Lutter contre la précarité menstruelle est indéniablement, une nécessité impérieuse. Quand réaliserons-nous cela ? Lorsque des milliers de femmes auront été marquées par des traumatismes liés à leur propre corps ? Lorsque plusieurs d’entre elles auront été forcées d’abandonner leur éducation, leur avenir, sur les bancs de l’école ?
L’éducation sexuelle, une éducation incomprise :
Face aux tabous entourant les menstruations, il est évident qu’il existe un inquiétant manque de compréhension envers ce sujet.
C’est pourquoi l’éducation sexuelle apparaît comme la solution ultime pour combattre les préjugés enracinés dans notre société. Cependant, ces préjugés sont si profondément enracinés que dès que le terme “éducation sexuelle” est mentionné, certaines personnes vous tournent immédiatement le dos. Est-ce que l’éducation sexuelle est à tort reliée à l’apprentissage des relations intimes ? Il semblerait que oui.
Certains osent même affirmer qu’en Tunisie, le sujet des menstruations est abordé à l’école. En effet, les élèves tunisiens suivent un chapitre sur le cycle menstruel en 9ème année. Mais face à un tabou massif dans la société, vous pouvez facilement deviner comment se déroulent ces cours. Les rires et les moqueries ne se dissipent pas, accompagnés d’une honte difficile à dissimuler.

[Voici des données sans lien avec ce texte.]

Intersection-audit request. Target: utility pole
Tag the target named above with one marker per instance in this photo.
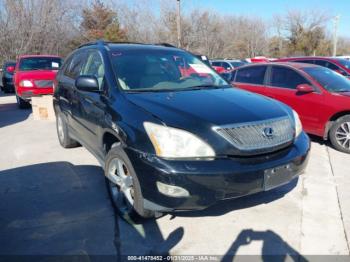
(178, 24)
(335, 34)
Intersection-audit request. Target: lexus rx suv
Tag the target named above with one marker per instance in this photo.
(170, 133)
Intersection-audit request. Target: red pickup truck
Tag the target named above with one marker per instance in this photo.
(34, 75)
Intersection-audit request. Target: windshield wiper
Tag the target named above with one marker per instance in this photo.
(199, 87)
(342, 91)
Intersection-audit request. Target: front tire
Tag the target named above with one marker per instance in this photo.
(62, 132)
(339, 134)
(124, 187)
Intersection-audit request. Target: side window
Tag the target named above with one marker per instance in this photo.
(216, 63)
(305, 61)
(226, 65)
(66, 65)
(76, 65)
(286, 78)
(251, 75)
(95, 67)
(233, 76)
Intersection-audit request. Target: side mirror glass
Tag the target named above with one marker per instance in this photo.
(10, 69)
(87, 83)
(305, 88)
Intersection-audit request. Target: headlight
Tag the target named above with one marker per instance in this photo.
(171, 142)
(297, 123)
(26, 83)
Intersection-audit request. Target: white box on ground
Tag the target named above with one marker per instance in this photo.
(43, 108)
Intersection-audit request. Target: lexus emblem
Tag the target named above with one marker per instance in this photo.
(268, 132)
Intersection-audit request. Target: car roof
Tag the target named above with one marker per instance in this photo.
(139, 46)
(290, 64)
(29, 56)
(308, 57)
(9, 62)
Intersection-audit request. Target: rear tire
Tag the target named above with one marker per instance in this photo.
(22, 104)
(339, 134)
(124, 187)
(62, 132)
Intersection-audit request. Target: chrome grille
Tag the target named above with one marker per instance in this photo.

Certains acteurs de la société civile, spécialisés dans le domaine de l’éducation sexuelle, s’efforcent d’organiser des sessions de formation destinées aux jeunes élèves tunisiens, visant à leur enseigner les bases de l’éducation sexuelle. Malheureusement, ils se heurtent souvent au refus des directeurs d’établissements scolaires, qui redoutent que de telles initiatives nuisent à la réputation de leur école ou qu’elles engendrent des problèmes avec les instances ministérielles.
Cependant, ce qui est véritablement nécessaire, c’est la mise en place d’une approche pérenne, ancrée dans la durée, telle que l’intégration de l’éducation sur les menstruations au sein du cursus scolaire dès les premières années du collège.